Example images from our synthetic datasets. Top: Rendered color images. Bottom: Ground truth depth. (Color figure online)

For the image rendering we use Cycles, a Monte-Carlo path tracer that accurately simulates the propagation of light through the scene including refraction, reflection, and caustics. Cycles is distributed as part of Blender and has backends for CPUs and Cuda-GPUs. The produced images are stored as HDR images to retain the full floating-point precision of all intensity values for further processing. All scene properties (e.g. lighting and surface texture), object motion and large camera motion, as well as camera properties such as focal length, principal point, resolution, depth of field (DoF), and field of view are handled during the rendering process by Cycles unless they can be implemented as a post-processing step. For example, DoF is not added as a post-processing effect but is implemented in Cycles by offsetting the origin of the view rays. The view rays don’t originate from a single focal point but from an area/volume that is shaped by the aperture (bokeh) and, if enabled, camera motion.

Even though cameras usually do not capture directly the three primary colors of the sRGB model, we render those radiometric RGB intensities since it allows the reuse of community models and textures.

2.2 Image Post-Processing

While Cycles provides some interesting image formation effects such as DoF, other aspects of the image formation process have to be realized as post-processing steps. We implement the image post-processing as a chain of individual modules (see Fig. 4) that can be exchanged and combined in different ways.

Fig. 4.
figure 4

Overview of the provided post-processing chain.

Camera Rotation Motion Blur. Since object motion blur and depth of field are affected by lighting and the 3D structure of the scene, we apply them during the rendering process. For short exposure times, however, camera motion blur stems from small rotations of the camera. This can be implemented as a post-processing effect which allows experimentation with different exposure times without having to rerender the images.

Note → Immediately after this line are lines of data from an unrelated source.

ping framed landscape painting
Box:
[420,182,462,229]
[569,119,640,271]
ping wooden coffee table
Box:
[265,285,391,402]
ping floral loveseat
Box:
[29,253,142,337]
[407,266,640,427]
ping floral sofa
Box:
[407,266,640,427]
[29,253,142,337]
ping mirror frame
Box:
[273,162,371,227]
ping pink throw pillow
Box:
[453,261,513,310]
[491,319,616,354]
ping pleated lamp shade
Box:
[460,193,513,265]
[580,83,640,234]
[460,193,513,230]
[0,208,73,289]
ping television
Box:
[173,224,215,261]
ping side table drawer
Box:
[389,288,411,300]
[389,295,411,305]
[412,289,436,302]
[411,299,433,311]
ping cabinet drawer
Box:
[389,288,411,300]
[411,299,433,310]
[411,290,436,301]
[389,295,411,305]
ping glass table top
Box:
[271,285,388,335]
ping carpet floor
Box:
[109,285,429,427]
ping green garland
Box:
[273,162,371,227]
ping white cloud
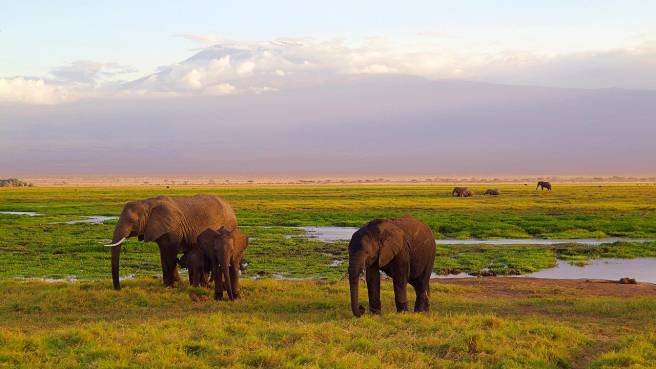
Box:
[205,83,237,95]
[50,60,136,85]
[0,34,656,104]
[0,77,78,105]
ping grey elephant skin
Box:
[193,227,248,300]
[348,216,435,317]
[535,181,551,191]
[108,195,237,290]
[451,187,473,197]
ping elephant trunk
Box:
[349,260,364,318]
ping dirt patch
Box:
[433,277,656,298]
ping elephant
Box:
[188,227,248,300]
[348,215,436,317]
[105,195,237,290]
[178,247,212,287]
[451,187,473,197]
[535,181,551,191]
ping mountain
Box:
[0,75,656,175]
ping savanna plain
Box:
[0,183,656,368]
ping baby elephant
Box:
[195,227,248,300]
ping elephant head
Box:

Camera motion blur is applied in image space on the basis of the HDR images. Instead of using hand-crafted blurring kernels, we took images of bright dots and measured the length of the glow trails in these images. The final blur kernel is a linear blur with random orientation, where the length of the blur is drawn from a gamma distribution that was fitted to the measured image blur (see Fig. 3 in the supplemental material).

Radial Distortion and Chromatic Aberration. To simulate the effects of radial distortion, we provide a post-processing step that resamples the image according to the commonly employed polynomial distortion model

$$\begin{aligned} \mathbf {x} = \mathbf {c} + \mathbf {d} \cdot \left( 1 + \left| \mathbf {d}\right| ^2 \cdot \kappa _2 + \left| \mathbf {d}\right| ^3 \cdot \kappa _3 + \left| \mathbf {d}\right| ^4 \cdot \kappa _4 \right) \text{ with } \mathbf {d} = \mathbf {y} - \mathbf {c} \end{aligned}$$
(1)

where \(\mathbf {x}\) and \(\mathbf {y}\) are the source and destination pixel coordinates, respectively, \(\mathbf {c}\) is the projection center, and \(\kappa _{\left\{ 2,3,4\right\} }\) are polynomial coefficients that can be estimated by SFM as part of the internal calibration. Chromatic aberration is simulated by using separate sets of \(\kappa _{\left\{ 2,3,4\right\} }\) coefficients for each color channel.

Automatic Exposure Control. Most cameras automatically adapt the exposure of the sensor to make full use of the limited numerical range of the final image. We implement this by scaling the color channels based on the average brightness of the central image region. While in reality the exposure control has an effect on exposure time, aperture size, and artificial amplification, we currently do not adapt the strength of motion blur, DoF, or sensor noise.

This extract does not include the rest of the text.